These puffy lemon blueberry cookies are so soft that they are almost like a cake. These cookies are similar to cutting off the top of a muffin and eating it, it would be extremely similar in taste and texture.
To top this delicious recipe off, you can even add a sweet glaze to drizzle all over them. Not only that, but this batter can also be used for pancake batter, so not only are these cookies good for snacks, they are amazing for breakfast too.
What You Need
– 2 cups all- purpose flour – 1 tsp baking powder – 1 tsp salt – 1/2 cup unsalted butter – 2 eggs – 15 ounces whole milk ricotta cheese – 1 cup sugar – 1 cup blueberries – Zest of lemon – 6 tbsp fresh lemon juice – 1 1/2 cup confectioners sugar
What To Do
First things first preheat the oven to 375 F. Then, in a medium bowl, combine the flour, baking powder and salt, then set aside.

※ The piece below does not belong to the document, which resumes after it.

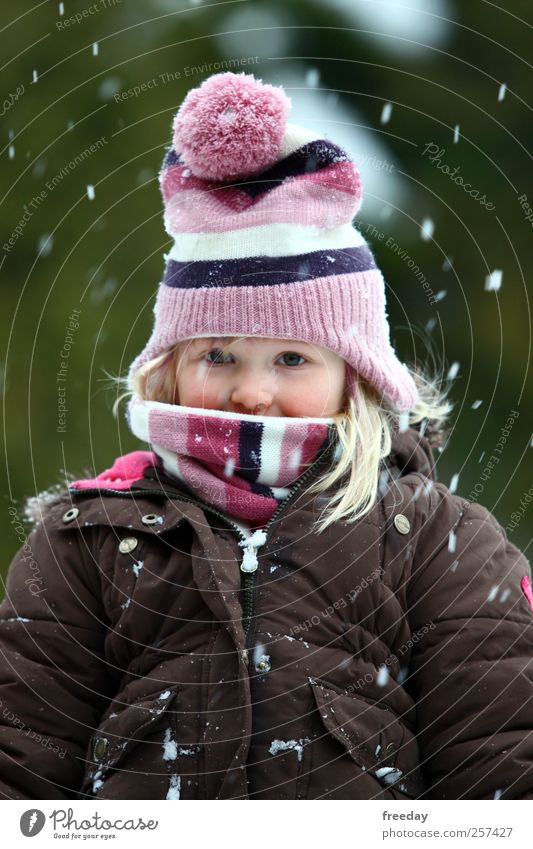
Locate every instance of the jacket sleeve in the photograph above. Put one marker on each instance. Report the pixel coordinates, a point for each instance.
(471, 668)
(54, 682)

In another medium bowl, beat the sugar and butter together until light and fluffy. Go on to add the ricotta cheese, eggs and some zest of lemon and 3 tbsp of lemon juice. Make sure all ingredients are well mixed.
Now, combine the two bowls of ingredients together and mix them thoroughly. Then add the blueberries, to the mix.

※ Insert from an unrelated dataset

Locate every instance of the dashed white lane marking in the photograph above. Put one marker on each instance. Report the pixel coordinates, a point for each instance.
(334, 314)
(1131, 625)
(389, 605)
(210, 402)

Spoon the dough out onto a greased baking sheet, roughly 2 heaped tbsp per cookie.
Bake cookies for 15 minutes until slightly golden and then remove from the oven to let cool for around 20 minutes.
While they are cooling off, you can begin to make the glaze. Combine the confectioner’s sugar, zest and 3 tbsp of lemon juice and stir until smooth.
You can now drizzle the glaze over the cooled cookies and let them harden for an hour! Enjoy!